We are essentially in a race against time: if we are too slow, we will deplete our resources and wipe ourselves out.

There are lots and lots of things that are worth a single human's life (or tens, hundreds of lives). Research is one of them. For instance, if we could magically trade a random 100 lives for knowing if there is extraterrestrial life, I believe that it's a worthy trade. That's just one example.

1 comments

You know where there are lots of resources? Space. Recently ran an economic projection for a venture that was being proposed out of Russia - tugging an asteroid of copper into orbit around Earth and mining it would alleviate the environmental impact of surface mining while cutting the price of these materials to a fraction of what they are today.

Speaking about energy, check out space-based solar power.

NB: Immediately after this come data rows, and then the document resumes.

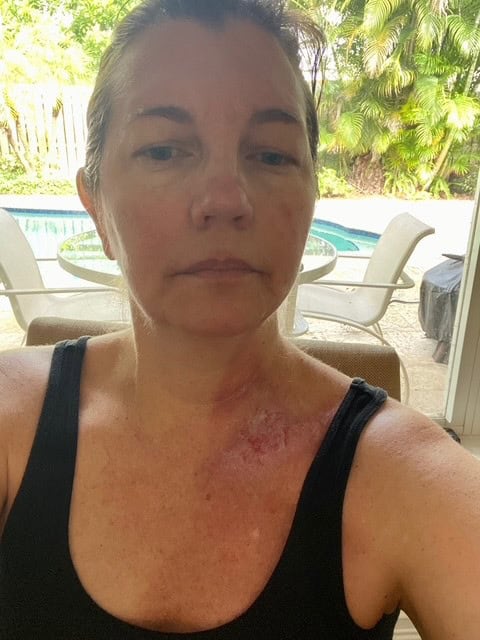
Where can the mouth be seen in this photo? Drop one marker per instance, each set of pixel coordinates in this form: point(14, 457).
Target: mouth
point(229, 267)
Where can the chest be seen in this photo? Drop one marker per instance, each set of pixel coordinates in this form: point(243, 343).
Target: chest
point(162, 546)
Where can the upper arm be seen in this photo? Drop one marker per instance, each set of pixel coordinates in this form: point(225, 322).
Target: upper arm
point(23, 379)
point(434, 516)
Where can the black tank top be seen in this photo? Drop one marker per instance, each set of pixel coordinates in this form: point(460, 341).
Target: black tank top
point(41, 597)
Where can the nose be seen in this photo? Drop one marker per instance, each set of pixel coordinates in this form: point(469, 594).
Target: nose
point(222, 200)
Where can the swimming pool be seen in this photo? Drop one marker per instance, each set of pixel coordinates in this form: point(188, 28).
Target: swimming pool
point(45, 230)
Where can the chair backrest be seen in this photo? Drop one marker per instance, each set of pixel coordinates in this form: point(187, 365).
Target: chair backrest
point(391, 254)
point(378, 364)
point(19, 270)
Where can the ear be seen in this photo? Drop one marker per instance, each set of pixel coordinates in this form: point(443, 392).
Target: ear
point(90, 204)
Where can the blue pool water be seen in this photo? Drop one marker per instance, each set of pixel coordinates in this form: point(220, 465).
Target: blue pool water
point(45, 230)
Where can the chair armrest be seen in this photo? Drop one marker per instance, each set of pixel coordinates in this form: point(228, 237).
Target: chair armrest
point(407, 283)
point(363, 255)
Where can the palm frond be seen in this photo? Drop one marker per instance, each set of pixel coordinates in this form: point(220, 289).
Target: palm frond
point(461, 111)
point(378, 12)
point(380, 45)
point(349, 130)
point(465, 36)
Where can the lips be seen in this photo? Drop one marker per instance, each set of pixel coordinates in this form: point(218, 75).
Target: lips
point(219, 266)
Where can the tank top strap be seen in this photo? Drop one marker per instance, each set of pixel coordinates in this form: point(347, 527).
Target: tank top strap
point(43, 499)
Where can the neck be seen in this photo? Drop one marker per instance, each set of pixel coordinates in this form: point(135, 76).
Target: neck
point(196, 374)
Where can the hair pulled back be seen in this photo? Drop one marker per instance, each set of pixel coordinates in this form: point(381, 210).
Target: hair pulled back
point(292, 31)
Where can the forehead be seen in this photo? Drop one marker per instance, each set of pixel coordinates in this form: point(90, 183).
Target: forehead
point(233, 68)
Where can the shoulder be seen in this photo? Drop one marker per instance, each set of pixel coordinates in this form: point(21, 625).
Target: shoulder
point(423, 494)
point(23, 381)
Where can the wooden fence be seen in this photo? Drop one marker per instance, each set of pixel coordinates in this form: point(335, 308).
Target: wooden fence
point(45, 126)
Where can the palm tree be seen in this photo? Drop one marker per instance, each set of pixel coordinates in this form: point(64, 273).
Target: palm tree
point(403, 87)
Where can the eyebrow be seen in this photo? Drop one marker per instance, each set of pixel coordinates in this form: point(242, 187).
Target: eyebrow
point(182, 116)
point(265, 116)
point(170, 112)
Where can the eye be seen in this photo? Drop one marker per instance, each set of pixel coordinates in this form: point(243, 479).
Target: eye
point(163, 153)
point(274, 158)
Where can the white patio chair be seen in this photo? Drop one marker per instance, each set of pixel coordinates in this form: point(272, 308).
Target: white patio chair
point(363, 304)
point(26, 291)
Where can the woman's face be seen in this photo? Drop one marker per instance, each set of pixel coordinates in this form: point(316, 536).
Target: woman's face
point(206, 183)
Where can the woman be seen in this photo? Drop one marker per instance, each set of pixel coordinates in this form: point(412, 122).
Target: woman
point(217, 489)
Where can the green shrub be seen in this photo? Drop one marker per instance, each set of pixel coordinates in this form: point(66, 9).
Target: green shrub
point(14, 180)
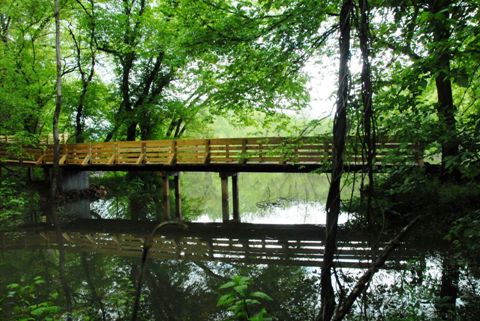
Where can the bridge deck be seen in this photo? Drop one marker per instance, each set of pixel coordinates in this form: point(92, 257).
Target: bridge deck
point(300, 245)
point(268, 154)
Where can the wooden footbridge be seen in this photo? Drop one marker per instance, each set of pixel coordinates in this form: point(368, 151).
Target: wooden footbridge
point(300, 245)
point(266, 154)
point(227, 156)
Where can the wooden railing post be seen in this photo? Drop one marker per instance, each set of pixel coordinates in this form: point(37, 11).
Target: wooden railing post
point(243, 155)
point(207, 157)
point(143, 154)
point(173, 153)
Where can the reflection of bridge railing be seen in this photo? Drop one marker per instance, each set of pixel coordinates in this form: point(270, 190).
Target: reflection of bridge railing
point(300, 245)
point(204, 154)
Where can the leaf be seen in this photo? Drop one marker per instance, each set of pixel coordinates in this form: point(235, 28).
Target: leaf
point(241, 289)
point(261, 295)
point(227, 285)
point(225, 299)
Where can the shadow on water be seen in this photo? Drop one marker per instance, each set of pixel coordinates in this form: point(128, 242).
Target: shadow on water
point(278, 244)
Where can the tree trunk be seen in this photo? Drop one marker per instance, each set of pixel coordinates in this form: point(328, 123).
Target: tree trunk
point(445, 108)
point(55, 168)
point(368, 148)
point(448, 288)
point(327, 295)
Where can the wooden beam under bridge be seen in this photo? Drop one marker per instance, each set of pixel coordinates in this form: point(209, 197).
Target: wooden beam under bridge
point(227, 242)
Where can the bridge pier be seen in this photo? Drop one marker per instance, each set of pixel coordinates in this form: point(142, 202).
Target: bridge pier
point(73, 182)
point(225, 197)
point(166, 195)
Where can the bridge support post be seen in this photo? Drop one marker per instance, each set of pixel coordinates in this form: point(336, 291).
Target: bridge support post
point(236, 203)
point(225, 197)
point(166, 195)
point(178, 200)
point(225, 207)
point(74, 182)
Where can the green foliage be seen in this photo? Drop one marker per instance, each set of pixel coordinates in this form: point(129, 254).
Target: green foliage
point(241, 302)
point(23, 302)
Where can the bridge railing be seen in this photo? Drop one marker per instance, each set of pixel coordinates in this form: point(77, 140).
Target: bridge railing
point(266, 150)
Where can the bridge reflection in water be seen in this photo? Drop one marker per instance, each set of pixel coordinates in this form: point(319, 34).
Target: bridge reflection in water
point(297, 245)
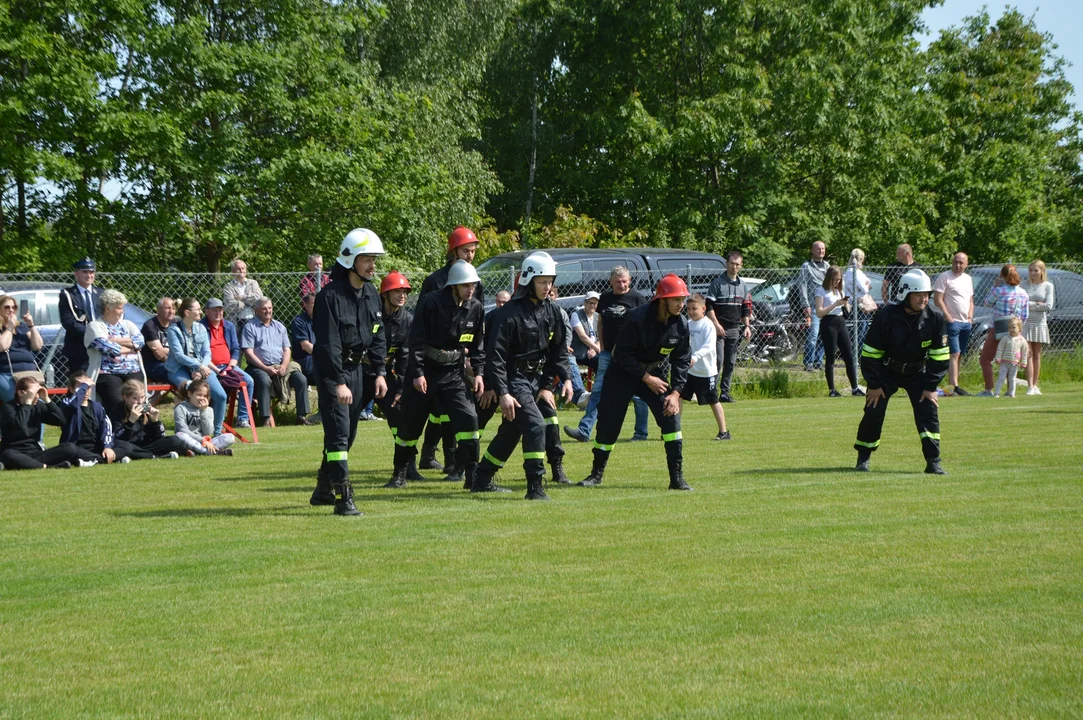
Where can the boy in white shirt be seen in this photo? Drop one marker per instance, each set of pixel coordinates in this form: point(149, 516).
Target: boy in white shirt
point(703, 375)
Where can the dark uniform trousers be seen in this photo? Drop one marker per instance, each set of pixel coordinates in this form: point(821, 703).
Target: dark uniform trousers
point(340, 426)
point(447, 387)
point(535, 423)
point(925, 414)
point(616, 393)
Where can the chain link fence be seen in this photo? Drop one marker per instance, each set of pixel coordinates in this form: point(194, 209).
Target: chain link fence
point(779, 330)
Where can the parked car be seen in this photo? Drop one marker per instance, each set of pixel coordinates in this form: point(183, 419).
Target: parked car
point(42, 301)
point(1066, 321)
point(579, 270)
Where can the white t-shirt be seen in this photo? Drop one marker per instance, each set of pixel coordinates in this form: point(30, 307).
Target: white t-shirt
point(702, 338)
point(830, 299)
point(958, 291)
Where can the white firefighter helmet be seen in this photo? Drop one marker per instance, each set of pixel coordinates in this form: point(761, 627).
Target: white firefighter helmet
point(359, 241)
point(913, 280)
point(534, 264)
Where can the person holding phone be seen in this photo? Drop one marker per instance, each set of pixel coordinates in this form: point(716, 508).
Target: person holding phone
point(18, 341)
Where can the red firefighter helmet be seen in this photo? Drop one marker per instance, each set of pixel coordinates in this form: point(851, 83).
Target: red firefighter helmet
point(459, 237)
point(394, 280)
point(670, 286)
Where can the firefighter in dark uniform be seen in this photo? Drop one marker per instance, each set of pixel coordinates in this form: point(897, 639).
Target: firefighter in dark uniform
point(396, 324)
point(905, 348)
point(653, 343)
point(526, 352)
point(461, 245)
point(349, 331)
point(447, 328)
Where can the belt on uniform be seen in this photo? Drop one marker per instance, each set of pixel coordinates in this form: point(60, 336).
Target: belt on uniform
point(442, 356)
point(904, 368)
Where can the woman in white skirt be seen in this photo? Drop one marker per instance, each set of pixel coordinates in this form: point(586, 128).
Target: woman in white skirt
point(1036, 331)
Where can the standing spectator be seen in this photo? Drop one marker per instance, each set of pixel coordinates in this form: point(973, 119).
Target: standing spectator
point(240, 295)
point(303, 337)
point(225, 353)
point(18, 341)
point(1036, 330)
point(190, 357)
point(613, 306)
point(1007, 300)
point(830, 303)
point(114, 345)
point(808, 279)
point(903, 263)
point(857, 286)
point(265, 342)
point(316, 278)
point(585, 343)
point(703, 372)
point(729, 310)
point(156, 343)
point(1010, 355)
point(79, 304)
point(953, 293)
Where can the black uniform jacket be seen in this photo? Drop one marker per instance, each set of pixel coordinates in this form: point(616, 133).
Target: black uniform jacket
point(441, 323)
point(396, 329)
point(911, 339)
point(525, 330)
point(21, 424)
point(348, 321)
point(644, 344)
point(439, 279)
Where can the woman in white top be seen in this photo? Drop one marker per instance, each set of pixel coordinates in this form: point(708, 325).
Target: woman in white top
point(830, 303)
point(1036, 330)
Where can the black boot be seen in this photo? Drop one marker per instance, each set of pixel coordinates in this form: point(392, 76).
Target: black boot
point(428, 460)
point(344, 506)
point(483, 482)
point(398, 480)
point(412, 472)
point(535, 491)
point(933, 468)
point(558, 472)
point(677, 478)
point(323, 494)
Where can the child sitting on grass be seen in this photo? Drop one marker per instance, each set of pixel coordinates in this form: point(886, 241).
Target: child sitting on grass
point(142, 424)
point(1012, 353)
point(21, 422)
point(703, 376)
point(194, 422)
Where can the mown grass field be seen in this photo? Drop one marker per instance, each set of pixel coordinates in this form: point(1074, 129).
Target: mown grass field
point(784, 586)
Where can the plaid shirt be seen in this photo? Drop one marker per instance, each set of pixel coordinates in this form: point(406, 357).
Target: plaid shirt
point(1008, 301)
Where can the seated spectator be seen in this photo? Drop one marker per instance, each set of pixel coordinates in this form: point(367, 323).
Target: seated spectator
point(155, 343)
point(265, 342)
point(142, 424)
point(240, 295)
point(316, 279)
point(194, 422)
point(88, 427)
point(18, 341)
point(303, 337)
point(225, 353)
point(21, 427)
point(190, 357)
point(113, 345)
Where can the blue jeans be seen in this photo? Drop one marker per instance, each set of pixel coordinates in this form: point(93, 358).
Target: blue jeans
point(242, 410)
point(813, 345)
point(217, 394)
point(590, 417)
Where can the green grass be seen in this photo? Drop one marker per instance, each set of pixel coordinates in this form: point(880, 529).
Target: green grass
point(785, 585)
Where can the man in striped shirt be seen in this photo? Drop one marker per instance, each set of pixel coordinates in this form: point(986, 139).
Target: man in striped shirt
point(729, 308)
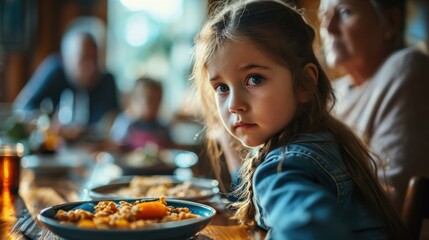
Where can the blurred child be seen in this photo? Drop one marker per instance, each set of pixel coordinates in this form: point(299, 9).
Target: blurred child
point(306, 175)
point(139, 125)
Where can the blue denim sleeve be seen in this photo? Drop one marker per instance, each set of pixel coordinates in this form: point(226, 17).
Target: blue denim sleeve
point(293, 204)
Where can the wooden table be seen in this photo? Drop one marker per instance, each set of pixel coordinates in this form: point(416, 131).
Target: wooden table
point(18, 211)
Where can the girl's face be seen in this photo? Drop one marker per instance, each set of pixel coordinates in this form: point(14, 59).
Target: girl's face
point(254, 94)
point(352, 32)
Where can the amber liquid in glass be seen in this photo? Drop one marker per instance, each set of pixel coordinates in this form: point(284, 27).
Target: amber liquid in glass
point(10, 167)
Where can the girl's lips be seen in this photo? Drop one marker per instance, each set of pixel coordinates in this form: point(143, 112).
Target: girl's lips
point(243, 125)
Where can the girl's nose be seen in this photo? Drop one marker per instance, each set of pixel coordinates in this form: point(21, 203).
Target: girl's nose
point(329, 22)
point(237, 102)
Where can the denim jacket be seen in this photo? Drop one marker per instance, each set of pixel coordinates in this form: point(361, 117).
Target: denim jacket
point(304, 191)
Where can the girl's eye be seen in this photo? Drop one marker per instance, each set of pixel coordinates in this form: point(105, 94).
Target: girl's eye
point(344, 12)
point(221, 88)
point(255, 80)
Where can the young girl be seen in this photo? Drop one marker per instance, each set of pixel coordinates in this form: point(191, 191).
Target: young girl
point(306, 175)
point(139, 125)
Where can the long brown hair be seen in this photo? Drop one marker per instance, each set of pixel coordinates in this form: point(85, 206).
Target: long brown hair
point(282, 33)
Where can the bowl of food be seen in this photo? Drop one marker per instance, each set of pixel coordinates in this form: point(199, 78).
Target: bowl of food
point(151, 219)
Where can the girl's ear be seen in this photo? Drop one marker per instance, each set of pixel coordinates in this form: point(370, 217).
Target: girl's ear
point(310, 70)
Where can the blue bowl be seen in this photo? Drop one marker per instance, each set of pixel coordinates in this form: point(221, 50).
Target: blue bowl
point(161, 231)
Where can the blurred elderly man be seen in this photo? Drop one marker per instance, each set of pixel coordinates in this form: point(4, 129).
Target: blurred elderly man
point(72, 84)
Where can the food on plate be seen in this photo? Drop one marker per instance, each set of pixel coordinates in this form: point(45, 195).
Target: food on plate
point(127, 215)
point(150, 186)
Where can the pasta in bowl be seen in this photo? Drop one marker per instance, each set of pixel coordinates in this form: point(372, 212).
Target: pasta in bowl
point(155, 219)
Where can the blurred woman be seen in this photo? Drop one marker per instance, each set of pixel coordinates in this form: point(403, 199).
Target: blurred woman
point(382, 95)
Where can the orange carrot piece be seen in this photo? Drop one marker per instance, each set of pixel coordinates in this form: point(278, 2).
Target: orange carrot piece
point(151, 210)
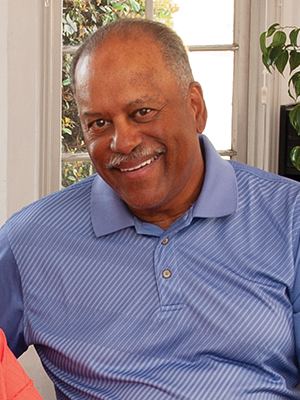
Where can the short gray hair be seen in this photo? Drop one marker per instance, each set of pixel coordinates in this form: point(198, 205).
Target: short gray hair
point(170, 44)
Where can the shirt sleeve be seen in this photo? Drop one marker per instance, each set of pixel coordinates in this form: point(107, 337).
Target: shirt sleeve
point(14, 382)
point(11, 299)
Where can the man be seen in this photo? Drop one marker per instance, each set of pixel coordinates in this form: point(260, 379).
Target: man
point(179, 278)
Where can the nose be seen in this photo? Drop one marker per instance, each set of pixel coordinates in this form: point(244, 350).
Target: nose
point(126, 136)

I will be the first to admit that present conceptions are as pre-mature as the solar industry in general, but, it is theoretically a vastly more efficient way to generate power than other options, barring nuclear.

To make an endeavor feasible, it would really have to be a GX large-scale multi-nation effort, and, the agreed (tacit or otherwise) collapse of certain industries (like, collapsing copper pricing, etc.)

I don't believe the current socio-political-industrial-financial mechanisms in place have any desire (though don't actively "conspire" against this sort of thing), as its too "long term" thinking, and, is really more a "species survival" deal vs short-term profit gaining.

/This is rambling, apologies.

thoughts?

Wouldn't be more expensive than anything the oil or heavy infrastructure majors undertake on their own today. Yes, a multi-billion dollar project all in, but that occurs in stages.

The time horizon is a problem. But everything I said fits the 4-10 year infrastructure ROI test. Not that I don't expect the first projects to have anything short of heavy government involvement.